Prof. Dr. Görüm, ardışık tehlikeler gibi çoklu dinamikler barındıran olaylarda derin öğrenme ve makine öğrenmesinin çok önemli olduğunu anlattı. "Yapay zeka teknolojileri, öğrenme vakalarından elde edeceğimiz bilgilerin hepsini toplayıp, olayları denetleyen koşul faktörleri, tetikleyiciye ait dağılım faktörlerini, bunların frekansı ve şiddetini hesaplayacak." diyen Görüm, böylece gelecek için çıkarımlar yapılacağını, zamansal ve mekansal açıdan gerçekleşme olasılıkları açısından sonuçlar sunulacağını, bu sonuçların bir tuşa basacak şekilde dizayn edilip, AFAD'ın "Afet Risk Azaltma Sistemi"ne entegre edileceğini bildirdi.

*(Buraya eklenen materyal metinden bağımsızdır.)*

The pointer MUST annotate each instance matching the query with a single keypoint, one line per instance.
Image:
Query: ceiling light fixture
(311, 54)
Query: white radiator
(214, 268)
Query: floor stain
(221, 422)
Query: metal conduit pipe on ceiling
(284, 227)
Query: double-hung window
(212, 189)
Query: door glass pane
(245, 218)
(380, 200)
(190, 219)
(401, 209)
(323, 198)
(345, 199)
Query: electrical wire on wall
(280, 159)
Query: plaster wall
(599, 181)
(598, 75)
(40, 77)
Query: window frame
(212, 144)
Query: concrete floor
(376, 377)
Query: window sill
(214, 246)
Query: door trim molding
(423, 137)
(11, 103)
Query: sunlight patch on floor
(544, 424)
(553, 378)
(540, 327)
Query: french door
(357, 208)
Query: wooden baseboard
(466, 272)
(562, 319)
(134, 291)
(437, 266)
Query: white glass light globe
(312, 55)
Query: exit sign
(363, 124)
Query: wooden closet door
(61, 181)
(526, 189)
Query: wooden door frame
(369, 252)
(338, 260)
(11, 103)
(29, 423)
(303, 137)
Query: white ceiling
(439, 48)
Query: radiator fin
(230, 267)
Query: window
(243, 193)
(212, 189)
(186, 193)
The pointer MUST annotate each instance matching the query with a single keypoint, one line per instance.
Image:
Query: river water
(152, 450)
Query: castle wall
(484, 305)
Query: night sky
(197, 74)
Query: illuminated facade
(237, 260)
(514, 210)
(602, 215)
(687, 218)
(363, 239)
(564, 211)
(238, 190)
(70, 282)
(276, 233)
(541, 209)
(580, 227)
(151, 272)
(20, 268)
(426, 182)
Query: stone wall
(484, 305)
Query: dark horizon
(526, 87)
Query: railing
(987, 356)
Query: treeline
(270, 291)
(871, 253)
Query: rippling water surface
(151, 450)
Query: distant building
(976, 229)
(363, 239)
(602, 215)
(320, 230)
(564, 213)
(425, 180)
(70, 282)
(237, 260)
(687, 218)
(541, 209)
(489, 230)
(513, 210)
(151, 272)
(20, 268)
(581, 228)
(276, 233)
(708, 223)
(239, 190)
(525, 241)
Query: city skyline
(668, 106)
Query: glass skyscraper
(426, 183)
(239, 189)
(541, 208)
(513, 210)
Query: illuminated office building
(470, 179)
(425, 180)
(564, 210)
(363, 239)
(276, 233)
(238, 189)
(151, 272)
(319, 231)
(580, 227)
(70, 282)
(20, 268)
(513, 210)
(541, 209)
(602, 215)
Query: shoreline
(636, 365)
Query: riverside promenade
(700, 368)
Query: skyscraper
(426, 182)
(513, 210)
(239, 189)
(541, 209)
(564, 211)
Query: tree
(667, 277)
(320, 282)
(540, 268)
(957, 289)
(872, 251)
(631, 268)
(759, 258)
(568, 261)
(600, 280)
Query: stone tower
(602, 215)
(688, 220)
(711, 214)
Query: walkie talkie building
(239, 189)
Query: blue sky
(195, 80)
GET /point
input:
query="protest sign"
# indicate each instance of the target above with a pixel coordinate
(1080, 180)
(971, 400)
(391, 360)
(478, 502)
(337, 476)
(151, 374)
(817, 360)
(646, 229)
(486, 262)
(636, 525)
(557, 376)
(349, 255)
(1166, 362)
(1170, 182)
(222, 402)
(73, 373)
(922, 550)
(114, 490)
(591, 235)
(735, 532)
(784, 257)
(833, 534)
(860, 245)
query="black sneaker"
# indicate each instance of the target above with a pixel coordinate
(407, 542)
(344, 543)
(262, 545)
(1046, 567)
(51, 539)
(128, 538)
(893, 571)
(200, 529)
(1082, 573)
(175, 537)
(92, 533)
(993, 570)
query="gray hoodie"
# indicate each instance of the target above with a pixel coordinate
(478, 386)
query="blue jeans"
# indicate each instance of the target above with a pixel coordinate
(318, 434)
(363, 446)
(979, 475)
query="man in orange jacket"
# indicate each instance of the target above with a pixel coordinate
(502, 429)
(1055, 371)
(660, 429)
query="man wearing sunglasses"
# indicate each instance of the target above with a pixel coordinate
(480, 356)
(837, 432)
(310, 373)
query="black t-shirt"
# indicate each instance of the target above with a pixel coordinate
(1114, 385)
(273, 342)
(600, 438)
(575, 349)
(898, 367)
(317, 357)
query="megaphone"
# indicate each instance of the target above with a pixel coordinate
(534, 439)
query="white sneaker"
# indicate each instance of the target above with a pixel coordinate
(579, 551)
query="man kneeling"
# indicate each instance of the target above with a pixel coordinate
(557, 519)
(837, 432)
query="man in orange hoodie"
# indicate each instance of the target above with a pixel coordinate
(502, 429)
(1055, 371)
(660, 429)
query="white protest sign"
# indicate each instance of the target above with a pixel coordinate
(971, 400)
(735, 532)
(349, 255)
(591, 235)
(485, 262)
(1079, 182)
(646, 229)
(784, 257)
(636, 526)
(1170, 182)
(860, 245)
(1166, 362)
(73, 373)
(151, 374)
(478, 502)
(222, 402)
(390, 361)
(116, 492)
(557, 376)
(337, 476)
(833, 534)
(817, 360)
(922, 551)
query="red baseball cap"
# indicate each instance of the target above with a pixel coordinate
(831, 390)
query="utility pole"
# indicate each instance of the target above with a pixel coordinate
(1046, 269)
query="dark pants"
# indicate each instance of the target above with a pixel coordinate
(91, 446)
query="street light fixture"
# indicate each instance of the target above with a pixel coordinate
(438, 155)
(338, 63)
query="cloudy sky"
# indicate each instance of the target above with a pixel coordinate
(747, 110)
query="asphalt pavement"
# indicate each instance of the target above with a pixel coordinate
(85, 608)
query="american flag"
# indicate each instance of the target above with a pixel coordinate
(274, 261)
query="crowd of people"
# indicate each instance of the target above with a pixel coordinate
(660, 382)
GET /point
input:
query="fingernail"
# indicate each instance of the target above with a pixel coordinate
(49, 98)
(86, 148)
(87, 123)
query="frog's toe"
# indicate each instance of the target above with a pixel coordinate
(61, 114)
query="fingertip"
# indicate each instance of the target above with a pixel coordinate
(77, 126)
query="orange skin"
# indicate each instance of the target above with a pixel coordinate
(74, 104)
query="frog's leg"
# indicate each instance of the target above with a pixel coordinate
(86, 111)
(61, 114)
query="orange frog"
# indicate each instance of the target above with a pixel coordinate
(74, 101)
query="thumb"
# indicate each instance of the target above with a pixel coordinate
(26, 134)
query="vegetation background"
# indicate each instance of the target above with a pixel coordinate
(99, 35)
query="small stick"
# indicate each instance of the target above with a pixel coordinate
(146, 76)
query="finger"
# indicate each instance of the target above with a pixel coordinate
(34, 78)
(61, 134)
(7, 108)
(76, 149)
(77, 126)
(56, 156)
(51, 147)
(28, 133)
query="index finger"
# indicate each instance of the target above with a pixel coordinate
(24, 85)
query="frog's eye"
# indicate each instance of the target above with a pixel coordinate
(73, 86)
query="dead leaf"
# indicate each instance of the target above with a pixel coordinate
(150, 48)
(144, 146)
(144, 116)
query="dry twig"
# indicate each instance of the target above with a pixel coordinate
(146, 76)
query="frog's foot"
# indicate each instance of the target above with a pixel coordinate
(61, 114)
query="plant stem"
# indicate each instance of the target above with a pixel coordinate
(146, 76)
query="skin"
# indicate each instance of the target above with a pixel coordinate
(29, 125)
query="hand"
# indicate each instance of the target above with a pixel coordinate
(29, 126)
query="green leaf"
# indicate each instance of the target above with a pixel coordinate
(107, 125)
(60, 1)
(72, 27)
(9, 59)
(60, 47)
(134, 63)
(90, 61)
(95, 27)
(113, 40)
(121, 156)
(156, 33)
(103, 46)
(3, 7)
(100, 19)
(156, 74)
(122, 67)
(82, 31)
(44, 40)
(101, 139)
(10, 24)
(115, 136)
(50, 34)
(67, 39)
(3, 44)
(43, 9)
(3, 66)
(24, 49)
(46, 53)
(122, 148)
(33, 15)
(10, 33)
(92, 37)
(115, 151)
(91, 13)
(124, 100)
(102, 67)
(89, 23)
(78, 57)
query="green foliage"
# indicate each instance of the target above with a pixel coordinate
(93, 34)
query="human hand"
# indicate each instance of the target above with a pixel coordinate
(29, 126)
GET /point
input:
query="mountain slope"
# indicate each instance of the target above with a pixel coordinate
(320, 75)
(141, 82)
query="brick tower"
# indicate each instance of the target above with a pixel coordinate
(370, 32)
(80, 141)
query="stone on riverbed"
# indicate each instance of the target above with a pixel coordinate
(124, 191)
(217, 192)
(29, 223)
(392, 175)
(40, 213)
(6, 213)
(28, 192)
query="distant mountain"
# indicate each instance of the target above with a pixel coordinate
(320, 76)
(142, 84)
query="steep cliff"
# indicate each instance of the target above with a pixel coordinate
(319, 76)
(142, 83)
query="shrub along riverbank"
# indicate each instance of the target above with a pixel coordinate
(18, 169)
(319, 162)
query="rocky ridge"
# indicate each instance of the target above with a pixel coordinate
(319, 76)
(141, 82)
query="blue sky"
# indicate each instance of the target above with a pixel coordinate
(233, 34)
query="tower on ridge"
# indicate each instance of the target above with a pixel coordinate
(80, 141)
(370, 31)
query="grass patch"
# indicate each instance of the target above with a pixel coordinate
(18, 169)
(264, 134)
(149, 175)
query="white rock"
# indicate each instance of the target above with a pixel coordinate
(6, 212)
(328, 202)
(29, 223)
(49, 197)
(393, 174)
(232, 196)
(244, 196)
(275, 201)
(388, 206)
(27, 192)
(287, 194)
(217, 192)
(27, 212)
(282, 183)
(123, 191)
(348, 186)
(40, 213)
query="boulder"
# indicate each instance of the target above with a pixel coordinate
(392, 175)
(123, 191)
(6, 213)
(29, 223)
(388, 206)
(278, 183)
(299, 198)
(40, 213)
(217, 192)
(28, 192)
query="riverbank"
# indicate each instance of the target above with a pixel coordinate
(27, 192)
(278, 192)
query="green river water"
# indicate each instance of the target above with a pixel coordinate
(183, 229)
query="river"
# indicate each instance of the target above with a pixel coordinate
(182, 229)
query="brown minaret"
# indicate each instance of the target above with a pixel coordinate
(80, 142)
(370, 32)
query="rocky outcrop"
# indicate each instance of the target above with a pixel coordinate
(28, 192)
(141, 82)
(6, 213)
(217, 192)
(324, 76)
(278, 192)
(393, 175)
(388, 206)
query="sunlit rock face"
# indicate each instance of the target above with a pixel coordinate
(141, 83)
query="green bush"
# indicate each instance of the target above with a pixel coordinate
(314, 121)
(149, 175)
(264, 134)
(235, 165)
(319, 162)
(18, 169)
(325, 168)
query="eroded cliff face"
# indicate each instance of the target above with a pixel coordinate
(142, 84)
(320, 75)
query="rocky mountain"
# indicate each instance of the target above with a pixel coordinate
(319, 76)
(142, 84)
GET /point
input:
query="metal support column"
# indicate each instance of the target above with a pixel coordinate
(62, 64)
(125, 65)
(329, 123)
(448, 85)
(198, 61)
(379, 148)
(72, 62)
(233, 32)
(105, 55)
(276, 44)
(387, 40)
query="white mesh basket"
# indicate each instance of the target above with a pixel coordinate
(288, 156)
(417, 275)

"Bu çalışma bir ilk olma özelliğini de taşıyor"
Projenin her aşamasında doktora ile sonrasındaki araştırmacıların 3 yıl boyunca görev alacağını dile getiren Görüm, "Birbirini tetikleme özelliği taşıyan tehlikelerin meydana gelme olasılıklarını inceleyerek bunlar üzerinden erken dönem önlemlerin alınmasını sağlayabilecek bir çalışma henüz yapılmamış. Dolayısıyla İTÜ'lü bilim insanlarının yapacakları bu çalışma bir ilk olma özelliğini de taşıyor." ifadelerini kullandı.
Prof. Dr. Görüm, Çevre, Şehircilik ve İklim Değişikliği Bakanlığı bünyesindeki Çölleşme ve Erozyonla Mücadele Genel Müdürlüğünün de projenin paydaşları arasında bulunduğunu sözlerine ekledi.